Questions fréquentes
Qu'est-ce que l'article 22 du RGPD ?
L'article 22 du RGPD interdit, sauf exceptions très précises (consentement explicite, nécessité contractuelle), de prendre des décisions produisant des effets juridiques ou significatifs sur une personne à l'aide d'un traitement exclusivement automatisé, sans aucune intervention humaine réelle.
Une PME locale peut-elle être sanctionnée pour des décisions automatisées ?
Oui, le RGPD s'applique à toutes les entreprises, indépendamment de leur taille. Si une TPE ou PME utilise un logiciel de recrutement ou un système de blocage de compte client entièrement automatisé sans contrôle humain, elle s'expose à des sanctions de la CNIL.
Comment prouver qu'une intervention humaine est réelle ?

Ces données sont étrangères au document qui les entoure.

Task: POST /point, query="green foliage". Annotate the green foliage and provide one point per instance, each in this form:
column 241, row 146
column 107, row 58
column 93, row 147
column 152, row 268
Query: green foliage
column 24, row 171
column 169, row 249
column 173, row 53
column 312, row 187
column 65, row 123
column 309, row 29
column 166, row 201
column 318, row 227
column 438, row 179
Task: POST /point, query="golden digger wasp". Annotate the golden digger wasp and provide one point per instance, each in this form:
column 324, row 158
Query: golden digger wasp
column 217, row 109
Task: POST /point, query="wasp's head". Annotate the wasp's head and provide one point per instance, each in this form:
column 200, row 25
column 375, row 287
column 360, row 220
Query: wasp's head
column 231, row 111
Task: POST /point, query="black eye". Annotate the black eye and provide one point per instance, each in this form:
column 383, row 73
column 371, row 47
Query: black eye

Pour être jugée réelle, l'intervention humaine doit être effectuée par une personne qualifiée qui analyse le dossier en détail, dispose du pouvoir d'annuler la décision de la machine, et ne se contente pas de valider mécaniquement les suggestions d'un logiciel.
Où trouver les informations officielles sur les décisions automatisées ?
Vous pouvez consulter les lignes directrices officielles et les fiches pratiques directement sur le site de la CNIL (cnil.fr), qui détaille les obligations des professionnels en matière de profilage et de décisions automatisées.